15 Account/DB/container/SQL management Not applicable: this server does not include DB connectors or SQL execution features.
16 Logging, Monitoring, Log Query Basic stdout/stderr logging is provided. Centralized log retention/query/alerting is not built-in and should be implemented by the host platform (for example, container logs + SIEM).
17 Post-Approval Malicious Update Risk Mitigate by pinning exact package versions, reviewing changelogs/commits before upgrade, and using internal artifact approval/signing workflows.
18 Outdated Dependencies Dependencies are managed in package.json/package-lock.json.
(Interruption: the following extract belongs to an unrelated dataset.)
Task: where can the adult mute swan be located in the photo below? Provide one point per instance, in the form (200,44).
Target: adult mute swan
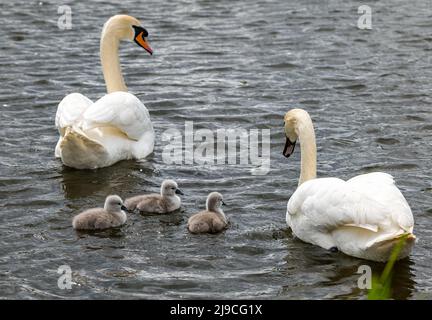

Operators should run routine dependency scanning (for example, npm audit, SCA in CI) and patch regularly.
19 Environmental Damage due to Auto-Approval Current tools call Google Maps APIs and do not provide local file/system mutation operations; risk mainly depends on client-side auto-approval policy and surrounding toolchain composition.
20 Intent/Objective Tampering No autonomous goal-modification logic exists in this repository; behavior is bounded by MCP tool schemas and request handlers.
21 Human Operation Risk Main risks are deployment misconfiguration (unrestricted API keys, exposed endpoint, missing TLS, over-broad network access). Use change control + least privilege.
22 Lag Pull Attack The server returns real-time API responses per request and does not cache historical outputs; stale-decision risk is primarily on client orchestration and human review timing.
23 Cost-related information Open-source, self-hosted server code (free). Google Maps Platform usage may incur API charges based on your Google Cloud billing plan.